A place where you need to follow for what happening in world cup

Puluhan Personil Korem 162/WB di BKO ke Papua dan Papua Barat

0 66

MATARAM, DS – Sebanyak 22 orang prajurit Satuan Jajaran Korem 162/WB di BKO ke wilayah Kodam XVII/Cendrawasih Papua dan Kodam XVIII/Kasuari Papua Barat.

Upacara pelepasan dipimpin Komandan Korem 162/WB, Kolonel Czi, Ahmd Rizal Ramdhani di Lapangan Makorem 162/WB, Jalan Lingkar Selatan, Kota Mataram, Selasa (2/7).

Dari 22 personil tersebut, dua perwira berpangkat kapten dan 20 di antaranya berpangkat bintara. Mereka diberangkatkan melalui Denpasar Bali, menggunakan pesawat menuju tempat tugas masing-masing di wilayah Papua.

Danrem 162/WB, Kolonel Czi, Ahmad Rizal Ramdhani,  yang di dampingi Kasrem, Letkol Inf. Endarwan Yansori, menyatakan pemberangkatan 22 prajurit ini sesuai dengan Surat Perintah Kepala Staf TNI AD Nomor : Sprin / 2001 / VI / 2019 tanggal, 14 Juni 2019.

“Para prajurit ini akan melaksanakan tugas sebagai aparat teritorial di Kodim-Kodim pada Satuan Kodam Cendrawasih dan Kasuari selama lebih kurang satu tahun ke depan,” ujar Danrem.

Menurut Rizal, puluhan prajuritnya itu akan bergabung dengan anggota satuan jajaran TNI AD dari seluruh satuan Korem se Indonesia untuk membantu pemerintah membangun wilayah Indonesia bagian timur atau daerah Papua.

“Jadi bukan dari Prajurit Korem 162/WB saja yang berangkat, tetapi seluruh Satuan Korem diseluruh Indonesia,” ucap Danrem

Sementara itu, Made Suartini, salah satu istri dari prajurit Sertu Suardika yang berangkat tugas ke Papua berharap selama penugasan suaminya tetap menjaga kesehatan, berolahraga, makan teratur, agar kondisi badan tetap sehat dan prima sampai tugas berakhir.

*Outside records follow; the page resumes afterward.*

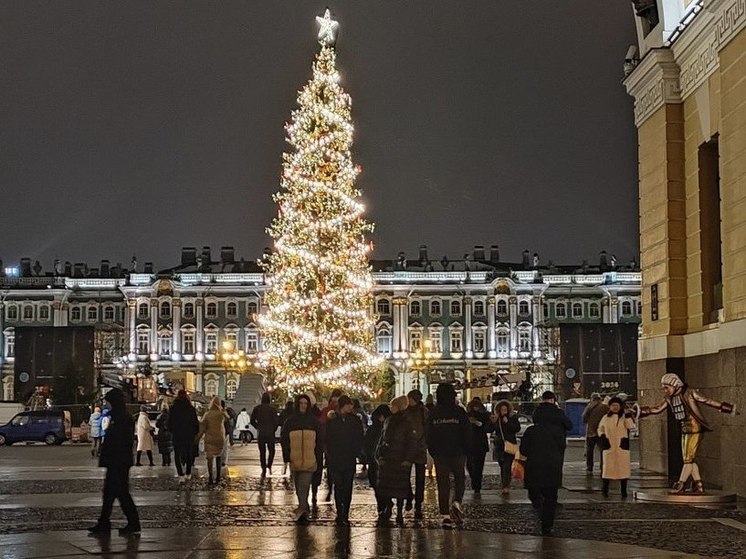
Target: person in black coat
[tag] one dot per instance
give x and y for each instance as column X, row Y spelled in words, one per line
column 370, row 443
column 165, row 439
column 396, row 452
column 543, row 445
column 116, row 457
column 506, row 427
column 184, row 426
column 344, row 439
column 448, row 440
column 479, row 419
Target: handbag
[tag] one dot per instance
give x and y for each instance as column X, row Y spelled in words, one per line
column 510, row 448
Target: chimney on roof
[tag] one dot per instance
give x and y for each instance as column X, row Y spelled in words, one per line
column 603, row 260
column 188, row 256
column 226, row 255
column 25, row 267
column 423, row 255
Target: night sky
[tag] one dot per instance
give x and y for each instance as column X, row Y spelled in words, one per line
column 141, row 127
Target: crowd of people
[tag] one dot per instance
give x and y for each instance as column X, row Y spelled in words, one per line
column 403, row 440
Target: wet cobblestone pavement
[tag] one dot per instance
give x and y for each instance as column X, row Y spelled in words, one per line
column 37, row 502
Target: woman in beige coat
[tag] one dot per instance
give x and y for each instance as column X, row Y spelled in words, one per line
column 212, row 428
column 613, row 431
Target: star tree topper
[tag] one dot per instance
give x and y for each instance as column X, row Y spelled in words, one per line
column 327, row 29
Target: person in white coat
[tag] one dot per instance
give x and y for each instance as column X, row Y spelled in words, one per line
column 144, row 436
column 613, row 432
column 242, row 424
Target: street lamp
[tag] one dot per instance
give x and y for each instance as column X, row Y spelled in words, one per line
column 421, row 360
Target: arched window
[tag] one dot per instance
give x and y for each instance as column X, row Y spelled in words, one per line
column 383, row 306
column 231, row 387
column 143, row 310
column 502, row 307
column 211, row 310
column 560, row 310
column 383, row 340
column 211, row 387
column 188, row 310
column 415, row 309
column 455, row 308
column 577, row 310
column 165, row 309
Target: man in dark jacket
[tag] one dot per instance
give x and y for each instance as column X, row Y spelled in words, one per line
column 344, row 441
column 116, row 457
column 417, row 413
column 543, row 445
column 184, row 426
column 448, row 439
column 264, row 418
column 592, row 415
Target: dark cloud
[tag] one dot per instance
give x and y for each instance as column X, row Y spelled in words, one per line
column 144, row 126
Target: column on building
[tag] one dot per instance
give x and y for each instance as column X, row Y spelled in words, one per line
column 468, row 353
column 513, row 310
column 130, row 312
column 176, row 329
column 154, row 326
column 491, row 328
column 397, row 343
column 199, row 335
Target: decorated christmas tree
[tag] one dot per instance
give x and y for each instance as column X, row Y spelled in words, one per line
column 318, row 328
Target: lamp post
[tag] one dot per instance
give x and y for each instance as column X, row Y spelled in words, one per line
column 421, row 360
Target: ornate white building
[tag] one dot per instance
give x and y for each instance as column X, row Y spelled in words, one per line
column 488, row 320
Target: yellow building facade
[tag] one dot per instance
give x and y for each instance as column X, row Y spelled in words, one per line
column 689, row 86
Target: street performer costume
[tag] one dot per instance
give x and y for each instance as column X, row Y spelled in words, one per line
column 684, row 403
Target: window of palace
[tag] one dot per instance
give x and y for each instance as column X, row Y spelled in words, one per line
column 143, row 310
column 594, row 310
column 502, row 307
column 211, row 310
column 560, row 310
column 384, row 341
column 478, row 339
column 188, row 310
column 479, row 308
column 415, row 308
column 231, row 387
column 383, row 306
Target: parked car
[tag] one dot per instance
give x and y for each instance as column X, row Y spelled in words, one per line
column 48, row 426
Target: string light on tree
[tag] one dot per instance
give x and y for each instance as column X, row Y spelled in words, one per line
column 318, row 329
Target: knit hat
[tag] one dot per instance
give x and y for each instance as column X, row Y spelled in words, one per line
column 400, row 403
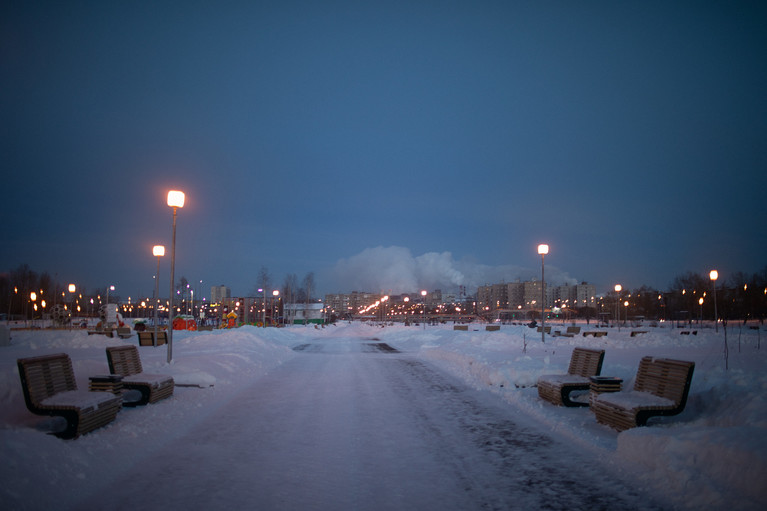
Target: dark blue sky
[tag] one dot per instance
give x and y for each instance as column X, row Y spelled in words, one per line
column 384, row 145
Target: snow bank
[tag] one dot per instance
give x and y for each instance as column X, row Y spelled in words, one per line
column 713, row 455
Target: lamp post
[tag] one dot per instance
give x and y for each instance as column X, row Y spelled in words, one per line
column 175, row 200
column 33, row 297
column 713, row 275
column 543, row 249
column 263, row 309
column 157, row 251
column 275, row 294
column 72, row 288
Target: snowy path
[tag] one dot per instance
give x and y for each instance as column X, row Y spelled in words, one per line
column 354, row 424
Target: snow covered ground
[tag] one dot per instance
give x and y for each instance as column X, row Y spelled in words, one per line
column 712, row 456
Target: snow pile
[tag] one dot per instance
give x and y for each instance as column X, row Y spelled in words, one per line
column 713, row 455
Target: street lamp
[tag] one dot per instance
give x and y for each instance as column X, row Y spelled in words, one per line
column 72, row 288
column 543, row 249
column 275, row 294
column 158, row 251
column 263, row 310
column 175, row 200
column 713, row 275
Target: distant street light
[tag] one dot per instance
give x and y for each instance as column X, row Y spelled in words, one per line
column 175, row 200
column 543, row 249
column 275, row 294
column 263, row 310
column 713, row 275
column 72, row 288
column 158, row 251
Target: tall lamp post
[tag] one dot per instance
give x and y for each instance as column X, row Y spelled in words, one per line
column 157, row 251
column 72, row 288
column 543, row 249
column 175, row 200
column 275, row 294
column 713, row 275
column 263, row 310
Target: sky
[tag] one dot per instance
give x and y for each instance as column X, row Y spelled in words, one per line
column 433, row 142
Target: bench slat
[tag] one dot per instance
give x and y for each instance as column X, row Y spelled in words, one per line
column 584, row 362
column 666, row 378
column 49, row 387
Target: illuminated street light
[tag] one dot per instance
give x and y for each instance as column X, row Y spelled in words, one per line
column 543, row 249
column 72, row 288
column 713, row 275
column 158, row 251
column 175, row 200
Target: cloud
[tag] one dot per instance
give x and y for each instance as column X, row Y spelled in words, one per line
column 394, row 269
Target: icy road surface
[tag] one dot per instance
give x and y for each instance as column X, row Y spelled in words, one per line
column 357, row 425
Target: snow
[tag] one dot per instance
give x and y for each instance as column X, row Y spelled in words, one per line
column 713, row 455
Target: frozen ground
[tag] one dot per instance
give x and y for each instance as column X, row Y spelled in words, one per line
column 712, row 456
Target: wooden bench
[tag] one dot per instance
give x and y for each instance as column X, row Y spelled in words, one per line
column 146, row 338
column 125, row 361
column 661, row 388
column 556, row 388
column 572, row 331
column 50, row 388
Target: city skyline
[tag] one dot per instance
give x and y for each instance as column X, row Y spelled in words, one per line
column 383, row 145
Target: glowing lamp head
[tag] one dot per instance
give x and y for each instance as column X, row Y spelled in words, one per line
column 176, row 199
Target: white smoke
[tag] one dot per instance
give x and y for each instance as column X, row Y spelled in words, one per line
column 395, row 270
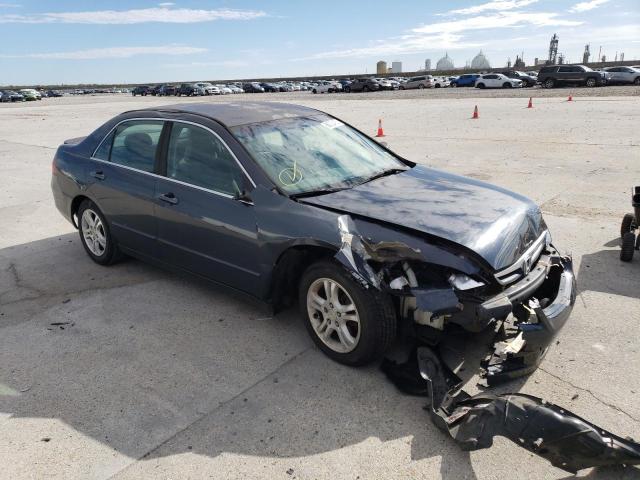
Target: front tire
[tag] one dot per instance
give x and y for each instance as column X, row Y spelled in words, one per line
column 628, row 244
column 351, row 324
column 95, row 235
column 628, row 224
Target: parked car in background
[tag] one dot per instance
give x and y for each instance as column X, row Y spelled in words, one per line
column 167, row 90
column 252, row 88
column 386, row 84
column 422, row 81
column 362, row 85
column 140, row 90
column 269, row 87
column 224, row 90
column 527, row 80
column 466, row 80
column 558, row 75
column 623, row 75
column 497, row 80
column 11, row 96
column 441, row 82
column 30, row 94
column 189, row 90
column 325, row 86
column 207, row 88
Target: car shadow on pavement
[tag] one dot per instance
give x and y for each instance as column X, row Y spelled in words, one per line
column 151, row 364
column 603, row 271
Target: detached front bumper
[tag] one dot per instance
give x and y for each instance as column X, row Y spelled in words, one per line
column 540, row 304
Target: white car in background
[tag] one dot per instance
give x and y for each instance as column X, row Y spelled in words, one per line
column 325, row 86
column 208, row 88
column 441, row 82
column 623, row 75
column 224, row 90
column 497, row 80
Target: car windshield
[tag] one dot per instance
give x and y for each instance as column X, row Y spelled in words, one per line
column 304, row 155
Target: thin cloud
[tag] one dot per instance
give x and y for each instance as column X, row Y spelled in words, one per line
column 447, row 35
column 143, row 15
column 496, row 5
column 498, row 20
column 586, row 6
column 220, row 64
column 111, row 52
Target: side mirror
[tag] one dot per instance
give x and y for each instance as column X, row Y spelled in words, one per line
column 243, row 197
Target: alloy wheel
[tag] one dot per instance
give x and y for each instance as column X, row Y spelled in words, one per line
column 93, row 232
column 333, row 315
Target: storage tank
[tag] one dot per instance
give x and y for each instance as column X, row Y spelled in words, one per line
column 445, row 63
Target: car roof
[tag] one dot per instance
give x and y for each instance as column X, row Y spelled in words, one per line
column 240, row 113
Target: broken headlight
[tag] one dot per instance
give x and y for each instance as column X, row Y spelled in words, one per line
column 463, row 282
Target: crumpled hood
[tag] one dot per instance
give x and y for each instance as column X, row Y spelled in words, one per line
column 495, row 223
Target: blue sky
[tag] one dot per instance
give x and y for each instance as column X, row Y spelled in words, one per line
column 70, row 41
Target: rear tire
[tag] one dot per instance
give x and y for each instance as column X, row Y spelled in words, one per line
column 95, row 235
column 628, row 244
column 628, row 224
column 376, row 325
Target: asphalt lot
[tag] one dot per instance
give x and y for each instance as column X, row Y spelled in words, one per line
column 130, row 372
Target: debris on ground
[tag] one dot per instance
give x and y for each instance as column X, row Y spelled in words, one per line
column 566, row 440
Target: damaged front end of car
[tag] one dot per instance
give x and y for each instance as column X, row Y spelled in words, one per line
column 526, row 303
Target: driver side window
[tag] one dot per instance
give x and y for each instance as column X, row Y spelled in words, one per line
column 199, row 158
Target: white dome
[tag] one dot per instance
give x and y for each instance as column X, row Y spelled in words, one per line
column 480, row 62
column 445, row 63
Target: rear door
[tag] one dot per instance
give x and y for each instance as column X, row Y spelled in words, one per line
column 123, row 182
column 201, row 226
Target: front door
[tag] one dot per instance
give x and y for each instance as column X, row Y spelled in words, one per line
column 123, row 185
column 202, row 227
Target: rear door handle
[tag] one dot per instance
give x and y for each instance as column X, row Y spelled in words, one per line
column 168, row 197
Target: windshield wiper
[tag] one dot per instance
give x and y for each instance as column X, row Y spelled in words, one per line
column 385, row 173
column 319, row 191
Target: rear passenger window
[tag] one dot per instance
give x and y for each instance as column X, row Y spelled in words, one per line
column 102, row 152
column 135, row 144
column 198, row 157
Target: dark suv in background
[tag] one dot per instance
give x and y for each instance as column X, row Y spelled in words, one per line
column 140, row 90
column 556, row 75
column 527, row 80
column 188, row 89
column 466, row 80
column 362, row 85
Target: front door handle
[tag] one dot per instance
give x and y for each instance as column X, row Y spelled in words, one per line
column 169, row 198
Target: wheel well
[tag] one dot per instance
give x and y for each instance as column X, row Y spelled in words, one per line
column 287, row 272
column 75, row 205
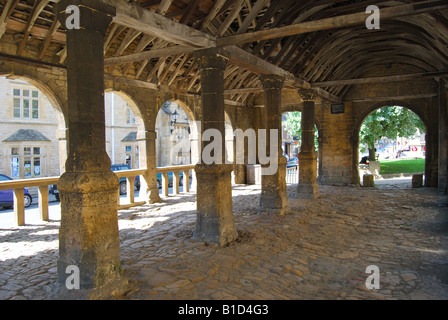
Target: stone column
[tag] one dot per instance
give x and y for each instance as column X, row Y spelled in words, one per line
column 274, row 198
column 147, row 158
column 443, row 139
column 308, row 187
column 214, row 222
column 88, row 235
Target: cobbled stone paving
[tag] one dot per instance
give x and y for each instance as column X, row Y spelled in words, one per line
column 319, row 250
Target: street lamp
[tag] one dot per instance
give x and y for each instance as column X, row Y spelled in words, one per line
column 175, row 115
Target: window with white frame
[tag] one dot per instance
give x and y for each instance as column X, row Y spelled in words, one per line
column 25, row 104
column 29, row 160
column 130, row 117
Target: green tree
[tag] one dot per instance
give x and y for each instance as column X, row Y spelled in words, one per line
column 293, row 124
column 389, row 122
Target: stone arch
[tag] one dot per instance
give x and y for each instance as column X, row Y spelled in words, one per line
column 54, row 89
column 418, row 108
column 130, row 156
column 56, row 98
column 229, row 137
column 318, row 124
column 193, row 131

“Namanya suami yang berangkat tugas ke luar daerah, tetap ada kesedihan. Namun saya sebagai istri prajurit, berusaha  memberikan semangat kepada suami saya agar dapat melaksanakan tugas dengan baik,  sampai selesai,” ungkap Surtini.

Sementara itu, Danrem, mengingatkan   ada dua hal yang perlu diwaspadai para prajurit  selama melaksanakan tugas di wilayah Papua yakni malaria dan Kelompok Kriminal Bersenjata (KKB). Untuk itu, sambungnya, kepada seluruh prajurit yang berangkat dapat   menjaga kesehatan dan terapkan pengalaman teritorial yang sudah ada.

Kepada keluarga yang ditinggalkan agar tetap semangat dan berdoa untuk kesuksesan tugas suami karena ini merupakan penugasan yang pertama selain penugasan operasi tempur dan kebanggaan bagi keluarga.

“Semoga selama melaksanakan Apter ini, seluruh personel dalam keadaan sehat wal’afiat, aman dan selamat hingga kembali lagi ke kesatuan sebagai warga Korem 162/WB,” tandas Danrem.

Acara pemberangkatan personel penugasan Apter juga dihadiri para Dandim dan Kasi, Dan/Ka Satdisjan, para Perwira dan seluruh personel Korem dan jajaran se Garnizun Mataram serta para istri prajurit. RUL.